でも、はなから諦めるなんて、YK流ではありません。
荷物もあることですから、とりあえずホテルに向かって、少なくとも荷物を預けて身軽になりたいもの。
さて、ホテルの正面玄関に到着し、とびきりの笑顔を用意して、いざレセプションカウンターへ。係を私のペースに巻き込むことがポイント。どうやら今日はそれが功を奏したらしく、すぐに部屋に入れたばかりか、予約よりもグレードの高い部屋を用意してもらえました。
荷物を部屋に置いて、早速「美観地区」へ。今日は大原美術館も開館しており、川端にはアイスキャンディーや手作りアクセサリーを扱う露店が連なっていますが、まだ午前中だからか、人の数は前回来た雨の月曜日と大差ありません。
特に何かを探すでもなく、ただゆっくりと歩き、雰囲気に溶け込みながらひとときを過ごす。そんなリゾートのような振舞いもまた、この地にはよく似合います。
山陽新聞の朝刊でも取り上げられていた「エルグレコ」の軒先は、普段なら蔦に抱かれた外観が目印ですが、数々の願いが託された笹飾りで覆われていました。
ふと気付けば、今日は風がほとんどありません。柳でさえ微動だにせず佇み、川をゆっくりと滑る舟だけが、わずかな波を作っていました。
歩き疲れたら、いつもの喫茶店へ。って、まだ2回目なのに、もう「いつもの店」みたいな気分になる、レトロで落ち着くコーヒー専門店です。珈琲専門店で冷えたコーヒーなんてまず飲まないのですが、今回はお勧めになっていたマンデリンの冷たいコーヒーを注文。
昔、祖母が作ってくれたコーヒーゼリーを思い出す、ほろ苦くもほんのり甘い味わいでした。
気分もほぐれたところで、ホテルへの帰り道に、大原美術館の敷地内を通らせてもらいました。美しい芝生の上にはロダンをはじめとした彫刻が点在する他、その傍らには日本庭園があり、和洋のコントラストが楽しめます。
館内の美術品を鑑賞するのは有料ですが、こちらまでは無料でした。
倉敷の町中では、道路の脇にむきだしの川が流れている場所を多く見かけますが、特に柵もありません。

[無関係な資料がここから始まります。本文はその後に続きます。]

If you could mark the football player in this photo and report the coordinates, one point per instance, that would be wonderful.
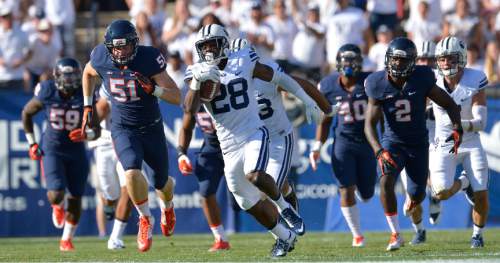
(243, 138)
(135, 78)
(399, 94)
(352, 162)
(467, 88)
(65, 165)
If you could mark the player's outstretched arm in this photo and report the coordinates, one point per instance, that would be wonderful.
(30, 109)
(169, 90)
(372, 116)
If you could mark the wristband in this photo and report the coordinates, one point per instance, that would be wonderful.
(30, 137)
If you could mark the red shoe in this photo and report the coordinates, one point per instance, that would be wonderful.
(219, 245)
(58, 216)
(66, 245)
(168, 221)
(145, 234)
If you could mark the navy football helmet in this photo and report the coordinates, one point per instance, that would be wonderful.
(121, 33)
(349, 60)
(400, 57)
(68, 75)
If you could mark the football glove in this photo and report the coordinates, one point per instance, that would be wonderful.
(184, 165)
(386, 162)
(456, 137)
(35, 152)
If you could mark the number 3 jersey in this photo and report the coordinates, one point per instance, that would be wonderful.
(350, 120)
(403, 109)
(234, 110)
(63, 115)
(470, 84)
(132, 106)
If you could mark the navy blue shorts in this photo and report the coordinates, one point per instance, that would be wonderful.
(354, 164)
(415, 159)
(209, 169)
(66, 170)
(132, 146)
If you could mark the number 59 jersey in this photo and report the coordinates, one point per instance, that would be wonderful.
(403, 109)
(132, 106)
(234, 110)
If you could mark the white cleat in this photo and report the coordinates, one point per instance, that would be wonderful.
(114, 244)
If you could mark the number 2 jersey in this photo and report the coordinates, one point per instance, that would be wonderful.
(350, 120)
(132, 106)
(403, 109)
(234, 110)
(63, 115)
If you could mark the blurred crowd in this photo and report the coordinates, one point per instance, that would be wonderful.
(303, 36)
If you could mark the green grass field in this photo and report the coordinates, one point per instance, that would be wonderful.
(450, 245)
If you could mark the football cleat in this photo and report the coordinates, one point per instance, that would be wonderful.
(419, 238)
(282, 247)
(476, 241)
(358, 241)
(293, 220)
(114, 244)
(434, 210)
(58, 216)
(168, 221)
(66, 245)
(219, 245)
(395, 242)
(145, 234)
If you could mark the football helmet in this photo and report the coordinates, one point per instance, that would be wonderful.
(68, 75)
(400, 57)
(121, 33)
(454, 48)
(212, 44)
(349, 60)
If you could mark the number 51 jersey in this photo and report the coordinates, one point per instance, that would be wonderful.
(234, 110)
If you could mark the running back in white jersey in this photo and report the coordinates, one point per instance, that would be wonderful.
(470, 84)
(271, 109)
(234, 110)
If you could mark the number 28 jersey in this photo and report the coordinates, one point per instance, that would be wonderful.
(63, 115)
(132, 106)
(234, 110)
(403, 109)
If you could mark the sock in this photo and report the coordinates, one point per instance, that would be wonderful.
(218, 231)
(118, 229)
(392, 220)
(281, 232)
(464, 180)
(165, 204)
(477, 230)
(351, 215)
(69, 230)
(143, 208)
(281, 203)
(418, 226)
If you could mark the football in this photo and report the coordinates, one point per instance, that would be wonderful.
(208, 90)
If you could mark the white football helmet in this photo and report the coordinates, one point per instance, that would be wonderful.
(217, 35)
(452, 46)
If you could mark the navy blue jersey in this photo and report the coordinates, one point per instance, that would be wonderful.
(404, 109)
(351, 115)
(131, 105)
(63, 115)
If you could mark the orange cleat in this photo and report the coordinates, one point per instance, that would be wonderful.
(168, 221)
(66, 245)
(58, 216)
(219, 245)
(145, 234)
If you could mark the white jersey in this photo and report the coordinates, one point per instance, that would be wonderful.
(271, 109)
(470, 84)
(234, 110)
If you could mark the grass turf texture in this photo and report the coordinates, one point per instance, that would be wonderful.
(450, 245)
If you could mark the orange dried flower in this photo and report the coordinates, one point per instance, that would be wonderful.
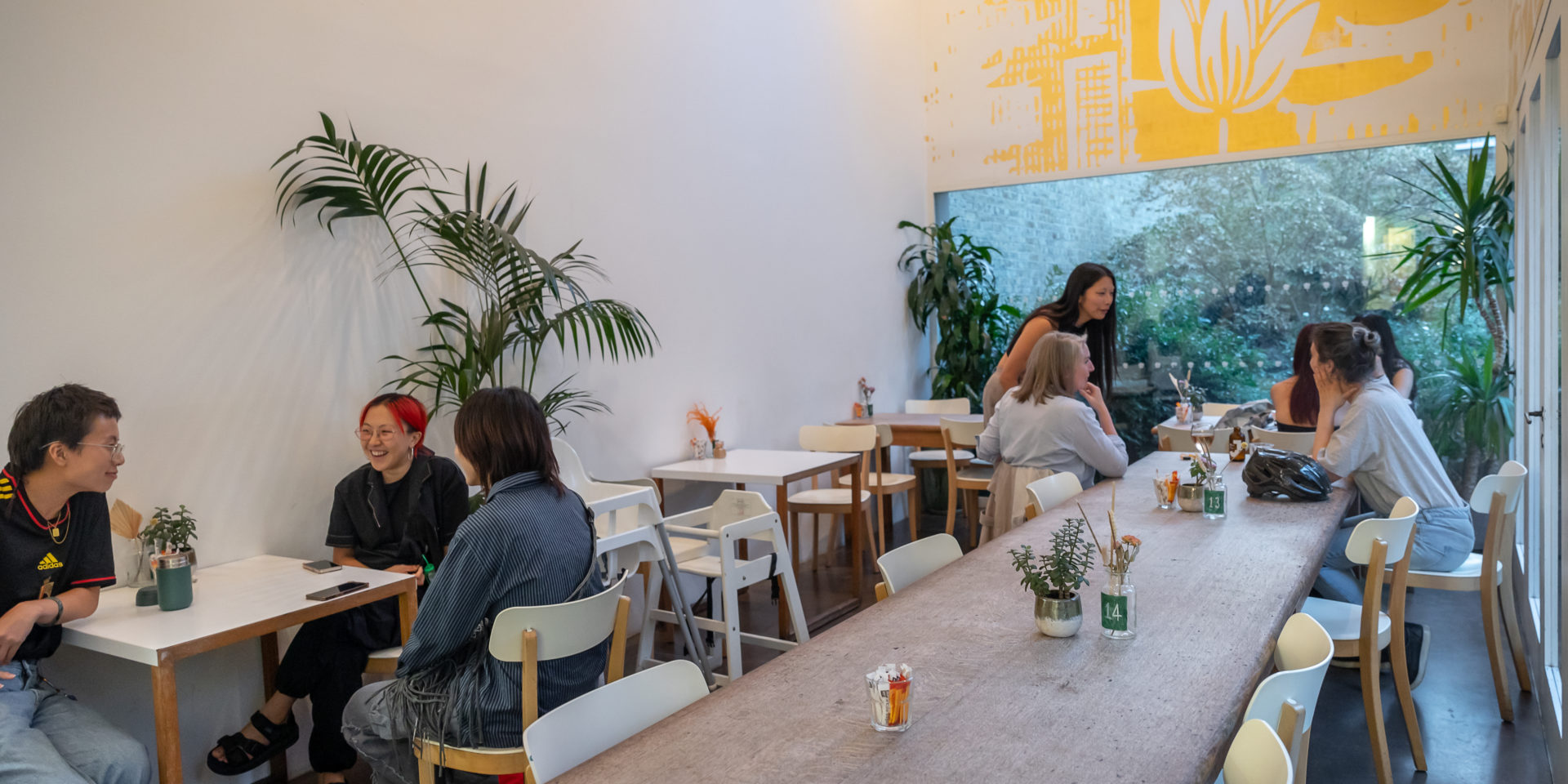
(707, 419)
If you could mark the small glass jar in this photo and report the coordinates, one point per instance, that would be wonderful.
(1118, 608)
(1214, 499)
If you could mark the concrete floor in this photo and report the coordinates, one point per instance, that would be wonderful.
(1465, 741)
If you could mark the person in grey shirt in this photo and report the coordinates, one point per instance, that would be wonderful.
(1040, 427)
(1380, 446)
(532, 543)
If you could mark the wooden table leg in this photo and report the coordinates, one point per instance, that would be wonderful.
(279, 764)
(167, 722)
(782, 507)
(857, 548)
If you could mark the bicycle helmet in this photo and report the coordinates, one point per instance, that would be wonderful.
(1278, 472)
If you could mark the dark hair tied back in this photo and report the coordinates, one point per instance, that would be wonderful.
(1351, 349)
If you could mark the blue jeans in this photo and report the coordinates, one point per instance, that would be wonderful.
(47, 737)
(1443, 540)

川幅は2メートル弱ありますが、深さはひざ下程度だと思います。それでも、大雨で増水することもあるでしょうし、夜はうっかり足を滑らせることもあるのではないでしょうか。
すれ違う車は、器用に避けていますし、きっとこの地で育った子供たちにとっては、ずっと慣れ親しんでいる身近な存在なのでしょう。
東京なら、すぐに「危ない」とフタをされてしまいそうな川ですが、小さな魚も泳いでいて、気まぐれな旅人にもちょっとした涼を分けてくれました。